Where is global growth headed? The International Monetary Fund (IMF) has recently warned governments around the world that they cannot rely on low or negative interest rates alone to avert recession and drive growth. Citing factors such as low productivity, the lack of firepower from monetary policy and persistently low inflation, the IMF is worried that there are still a number of factors that could blow global growth off course. What is a realistic growth rate though? With population growth slowing around the globe, it is going to be virtually impossible to attain the growth rates that were achieved in the past. The Japanese working age population started shrinking in 1995, but that hasn’t stopped the government and the BoJ from attempting to boost growth to unrealistic levels.
Whilst the IMF supports the policy of negative interest rates it believes it should not be the only economic policy that should be used. Boosting reforms to raise productivity and employment, as well as not being overly aggressive with austerity measures if countries can afford it are areas that should be addressed. Hammering home the point the IMF was making was US Treasury Secretary, Jack Lew. He said, “All major economies need to deploy a full toolkit of economic policy measures, including monetary and fiscal policies and structural reforms, to address weak demand, boost employment and raise standards of living,” adding, “While the US economy is on a solid path, the global recovery remains uneven and downside risks have become more pronounced due in large part to a continued shortfall in aggregate demand.” Whether the shortfall in aggregate demand is permanent phenomena remains an open question.
Creditors are clearly in a better position to boost demand through investment; debtors are less able to do this. However, investors frequently find it difficult to distinguish the strong credits from the weaker ones. Commodity exporters are a classic case in point. Hypothetically, what would be the official creditor position of someone who has a year’s salary in their bank but many years’ salary worth of valuable commodities buried in their backyard? Technically it would just be the one year’s salary - which is the equivalent to how we all traditionally measure countries’ government debts; but there’s an obvious omission in such accounting methods. For a number of governments with vast oil reserves who are facing moderate deficits, concerns for their creditworthiness have grown to levels which perhaps have yet to fully account for the funds they could raise should they decide to privatise such assets or sell rights to such deposits.
To continue our illustration, clearly someone with money in their account is, in terms of credit risk, a more attractive lending proposition compared to someone who already has unserviceable and increasing debts, even if their current expenditure is a fraction higher than their recently diminished income.

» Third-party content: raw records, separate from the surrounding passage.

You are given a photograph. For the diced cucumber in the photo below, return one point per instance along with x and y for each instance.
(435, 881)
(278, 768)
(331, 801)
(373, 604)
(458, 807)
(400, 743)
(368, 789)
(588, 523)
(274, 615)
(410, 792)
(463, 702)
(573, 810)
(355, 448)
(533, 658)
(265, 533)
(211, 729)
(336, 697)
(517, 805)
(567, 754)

Such is the rationale for why we deem the Net Foreign Asset position of whole countries as an important metric to consider when evaluating a country's future ability to pay - its level and trend can offer an early warning sign to debtholders. Yet more investor protection exists if a country has proven subterranean commodities worth many multiples more than their Sovereign Wealth Fund assets?

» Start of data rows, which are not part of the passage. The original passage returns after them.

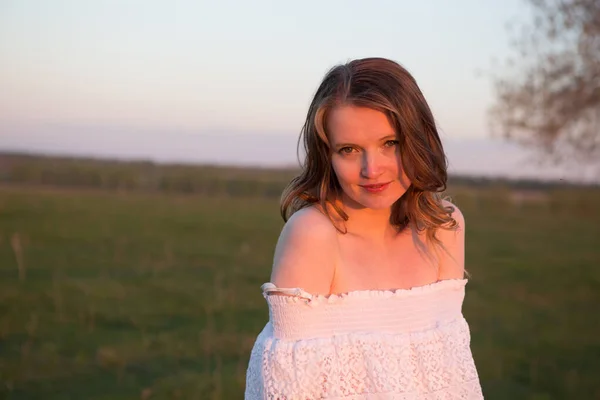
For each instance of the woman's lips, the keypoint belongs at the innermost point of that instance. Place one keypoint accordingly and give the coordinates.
(377, 188)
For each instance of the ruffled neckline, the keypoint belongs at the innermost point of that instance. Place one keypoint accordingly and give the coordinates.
(298, 294)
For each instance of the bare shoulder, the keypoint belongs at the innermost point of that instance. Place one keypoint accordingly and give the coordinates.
(452, 260)
(306, 252)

Take Saudi Arabia as an example; with the drop in recent and forecasted oil prices the country is expected to run sustained deficits for the next few years. Current estimates see those drawdowns slowing as early as next year, partly due to rising oil forecasts but also due to ongoing domestic reforms. The Government continues to have a large creditor buffer (equivalent to around a year’s GDP) which it has accumulated over the past decade and the country as a whole has Net Foreign Assets of 170% of GDP according to our estimates. Also historically they proven themselves able to weather prolonged low oil prices. But a potential IPO of Saudi Aramco would bring oil revenues forward causing an immediate jump in such statistics as the existing government’s net credit. Obviously this is a stock and flow equation and a part sale now would mean sustained lower revenues in the future but with around 1,000 barrels of proven reserves per capita in addition to natural gas reserves, even at current oil prices, the authorities have at least half a million dollars of assets per inhabitant in financial flexibility. As such there is significantly less cause for immediate concern and integral quasi-sovereign issues like Saudi Electricity, although on negative review by some rating agencies and susceptible to downgrade, offer attractive spreads of 300 over Treasuries for A1 rated paper.